I meant that you could use the same type of strapping on DIY sandals, not that you have to buy Chacos. :) All the loops on the Z2 are part of just one strap. I think it's clever. ...nothing new, but clever.

2004-07-07, 11:25
:) I know you meant to just use the strap configuration, but I was also considering them Chacos if they're lighter and more comfortable than my wallyworld specials.
BTW, what is island hopping. We have a tradition on the Mississippi and Illinois rivers that we call "island hopping", where we all get in our jon boats with a cooler of beer and go to the sand bars and islands and party with other boaters with beer. I'm sure Chacos would function quite well in that capacity. :D (Don't worry, even though it's just the ol' Mississippi, we still practice leave no trace ethics and haul out trash back with us).

2004-07-08, 01:22
A pair of size 9 Z2's with the colorado sole weigh in at about 795g (~28oz). My feet are bigger than that, but size 9 seems to be some kind of measuring standard on the site where i found the weight of the sandals. You should also think about the fact that the performance sandals are made for activity, so they support the feet better at the "cost" of higher weight. if you just want a pair of "shlip-shlops" then have a look at Chaco's Z/rivatives.

I was about to order myself a pair from the states and even contacted Chaco for some help on picking the right size and sole, when I discovered the company's european expansion and found a retailer closer to home. At 800km (~500mile) they're still not that close, but here in Lapland we're used to long distances...

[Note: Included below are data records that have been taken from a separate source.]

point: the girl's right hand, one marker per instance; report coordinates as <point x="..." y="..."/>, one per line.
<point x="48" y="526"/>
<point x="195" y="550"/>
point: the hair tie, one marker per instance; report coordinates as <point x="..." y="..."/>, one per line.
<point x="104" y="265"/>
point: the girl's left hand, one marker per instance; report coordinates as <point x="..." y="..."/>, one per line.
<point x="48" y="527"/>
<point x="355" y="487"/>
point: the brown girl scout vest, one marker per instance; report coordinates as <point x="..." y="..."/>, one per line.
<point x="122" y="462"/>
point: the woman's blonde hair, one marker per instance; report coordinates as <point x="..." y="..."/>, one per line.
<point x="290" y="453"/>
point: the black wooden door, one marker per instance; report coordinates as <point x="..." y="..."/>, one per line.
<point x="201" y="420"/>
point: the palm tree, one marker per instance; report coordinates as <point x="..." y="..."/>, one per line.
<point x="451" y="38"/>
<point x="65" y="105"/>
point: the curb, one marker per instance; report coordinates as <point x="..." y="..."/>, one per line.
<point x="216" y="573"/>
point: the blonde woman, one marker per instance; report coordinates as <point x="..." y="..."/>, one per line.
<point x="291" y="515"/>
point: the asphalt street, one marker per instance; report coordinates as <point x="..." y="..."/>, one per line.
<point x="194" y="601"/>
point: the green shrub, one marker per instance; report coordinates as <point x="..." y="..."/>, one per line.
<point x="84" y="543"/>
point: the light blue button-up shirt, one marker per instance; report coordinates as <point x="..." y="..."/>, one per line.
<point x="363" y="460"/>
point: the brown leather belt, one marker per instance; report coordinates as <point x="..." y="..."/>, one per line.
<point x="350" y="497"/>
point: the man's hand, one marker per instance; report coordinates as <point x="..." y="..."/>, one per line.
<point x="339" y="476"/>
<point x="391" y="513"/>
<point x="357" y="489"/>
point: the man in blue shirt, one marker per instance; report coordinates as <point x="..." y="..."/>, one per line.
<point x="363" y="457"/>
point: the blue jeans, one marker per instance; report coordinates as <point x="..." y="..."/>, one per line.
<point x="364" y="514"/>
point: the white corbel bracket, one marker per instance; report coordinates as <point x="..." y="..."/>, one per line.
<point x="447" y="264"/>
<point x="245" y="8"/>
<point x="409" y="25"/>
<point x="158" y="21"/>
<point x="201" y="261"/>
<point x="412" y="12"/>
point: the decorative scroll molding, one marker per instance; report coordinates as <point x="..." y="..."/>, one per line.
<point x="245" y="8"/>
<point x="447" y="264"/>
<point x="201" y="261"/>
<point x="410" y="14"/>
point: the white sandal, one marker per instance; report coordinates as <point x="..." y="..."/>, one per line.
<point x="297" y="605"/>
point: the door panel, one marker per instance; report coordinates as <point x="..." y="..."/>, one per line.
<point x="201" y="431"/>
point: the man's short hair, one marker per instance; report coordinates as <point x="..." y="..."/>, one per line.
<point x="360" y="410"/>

The island hopping I'm talking about is roughly the same kind of activity that you mention, but the beer here has a slightly richer flavour (the same applies to the coffee, btw), the boats are wind powered and the distances are a bit longer (so drinking and then sailing is out of the question). Some foreign people call what we do "coastal micro-cruising". For me it's light hiking with a (fun, wet and) mobile base camp...

2004-07-08, 10:49
They do sound a little heavy for a sandal, but certainly not unbearable. I wish they'd let me test hike 'em, but it just doesn't work that way with footwear.
Wow! 500 miles is quite a distance for a pair of shoes! :captain: (I love these new smilies).
I spent some time in Holy Loch Scotland, and I remember their beer very well. I found out the hard way that Scottish beer is stronger than ours, darker and more flavorful. Would Swedish beer be similar to that? :beer:

LOL They even have a smiley for you Blackdog. :viking:

SGT Rock
2004-07-08, 10:53
:vollkomme :beerglass :beer:

2004-07-08, 12:01
Alright Sarge! Couple more of those and I'll feel like I'm back in the NCO club!